The comms tower on top of Riverston, Sri Lanka

As the series on ElasticSearch deployment management in K8s is complete, I thought of writing down some of the Index Management tasks that I had to implement in order to reduce the manual work involved in cluster maintenance.

Following is the series of posts on ElasticSearch on K8s.
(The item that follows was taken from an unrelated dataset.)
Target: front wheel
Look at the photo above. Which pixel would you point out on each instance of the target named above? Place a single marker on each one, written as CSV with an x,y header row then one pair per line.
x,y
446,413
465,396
  1. ElasticSearch on K8s: 01 — Basic Design
  2. ElasticSearch on K8s: 02 — Log Collection with Filebeat
  3. ElasticSearch on K8s: 03 - Log Enrichment with Logstash
  4. ElasticSearch on K8s: 04 - Log Storage and Search with ElasticSearch
  5. ElasticSearch on K8s: 05 - Visualization and Production Readying
  6. ElasticSearch Index Management
  7. Authentication and Authorization for ElasticSearch: 01 - A Blueprint for Multi-tenant SSO
  8. Authentication and Authorization for ElasticSearch: 02 - Basic SSO with Role Assignment
  9. Authentication and Authorization for ElasticSearch: 03 - Multi-Tenancy with KeyCloak and Kibana

The following management steps are not mandatory to be implemented in a cluster to be production ready, however having them in place would greatly reduce some of the common headaches involved in an ELK stack management.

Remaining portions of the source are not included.